Tags darauf fuhren wir weiter zum Chimborazo-Vulkan, wo wir eine Wanderung von rund 4'800 auf 5'050 m gemacht haben. Die Höhe war vor allem für Rapha heftig, lag sie doch am Vortag noch im Bett. Aber oben ankommen, waren die Strapazen gleich wieder vergessen.

Am 12. Tag stand die Fahrt mit der Riobamba-Andenbahn zur Teufelsnase auf dem Programm. Eine spektakuläre Fahrt, die es aber nicht ganz mit der Räthischen Bahn aufnehmen kann ;-) Vor der Zugfahrt hatten wir noch etwas Zeit, übe den Markt von Alausí zu schlendern. Der war ziemlich chaotisch, aber sehr farbenfroh und schön. Am späteren Nachmittag kamen wir dann in Ingapirca an, wo wir bei Regen und Wind die Inka-Ruinen besichtigten und uns dann im nahen Hotel aufzuwärmen versuchten. Gut, hat David Wärmeflaschen für uns besorgt! 

Und weiter ging's nach Cuenca. Eine schöne, koloniale Stadt mit Blumenmarkt, Kathedrale und quirliger Markthalle. Rapha hatte trotz einer Antibiotika-Kur immer noch den Toutsuiter. Das hat uns aber nicht daran gehindert, Meerschweinchen ("cuy") zu essen. Fazit: Die Viecher sind zu rein gar nichts zu gebrauchen. Wir haben uns dann aber doch entschlossen, die Sache mit der Verdauung untersuchen zu lassen.

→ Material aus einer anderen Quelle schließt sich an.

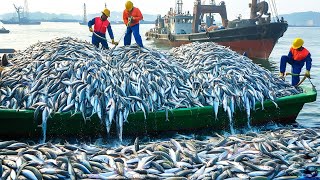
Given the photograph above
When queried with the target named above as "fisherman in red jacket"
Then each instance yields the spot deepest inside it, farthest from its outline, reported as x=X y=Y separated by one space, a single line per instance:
x=297 y=57
x=131 y=18
x=101 y=24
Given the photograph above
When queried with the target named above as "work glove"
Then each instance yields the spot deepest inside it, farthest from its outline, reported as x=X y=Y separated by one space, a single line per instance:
x=115 y=43
x=307 y=74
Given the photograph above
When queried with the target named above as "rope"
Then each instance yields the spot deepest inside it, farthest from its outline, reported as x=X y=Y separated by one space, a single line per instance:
x=272 y=12
x=275 y=9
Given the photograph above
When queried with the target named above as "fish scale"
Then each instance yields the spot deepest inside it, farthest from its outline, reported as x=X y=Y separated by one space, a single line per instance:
x=180 y=76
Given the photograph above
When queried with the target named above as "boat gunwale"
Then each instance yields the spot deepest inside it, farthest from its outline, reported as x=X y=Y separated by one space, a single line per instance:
x=309 y=94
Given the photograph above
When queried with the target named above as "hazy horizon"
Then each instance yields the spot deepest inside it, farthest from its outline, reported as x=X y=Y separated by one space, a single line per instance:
x=75 y=7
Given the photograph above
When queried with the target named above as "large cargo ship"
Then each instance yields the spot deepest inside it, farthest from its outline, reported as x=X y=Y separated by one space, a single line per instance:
x=256 y=37
x=23 y=14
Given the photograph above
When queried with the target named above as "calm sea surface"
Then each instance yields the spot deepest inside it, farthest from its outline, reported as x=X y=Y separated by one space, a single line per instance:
x=21 y=37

David hat uns dabei super unterstützt. Er hat uns zum Labor begleitet und die Ergebnisse direkt an seinen Onkel, der Arzt ist, weitergeleitet. Der Befund war eindeutig: Wir hatten Amöben aufgelesen. Das heisst, wir wurden von den beiden überflüssigsten Lebewesen auf diesem Planeten (Meerschweinchen und Amöben) bewohnt! Wir haben uns sofort mit den nötigen Medikamenten eingedeckt und die Parasiten gekillt. Am nächsten Tag war Rapha bereits wie ausgewechselt und dem Ausflug in den El Cajas-Nationalpark stand nichts mehr im Weg. Leider hat es auf der Wanderung mal wieder heftig geregnet und das letzte Stück war mehr Schlammschlacht als Fussmarsch. 

Vilcabamba, die letzte Station auf dem Festland, konnten wir bei bestem Wetter so richtig geniessen. Wir logierten in der Hostería Izhcayluma und machten eine wunderschöne Wanderung. Die Umgebung und die Anlage haben uns so gut gefallen, dass wir uns gut vorstellen können, später hier noch einmal vorbei zu kommen. Liegt ja auf dem Weg nach Peru.

Zuerst wollten wir aber noch auf die Galápagos Inseln. Eine lange Busfahrt führte uns von Vilcabama nach Guayaquil. Dort hiess es, von David und Wilson Abschied zu nehmen. Die beiden sind uns in den letzten Wochen richtig ans Herz gewachsen. David war nicht nur unglaublich kompetent, sondern auch ein herzensguter Mensch mit viel Humor. Und Wilson ist der aufmerksamste und beste Fahrer ever! Vielen Dank für alles!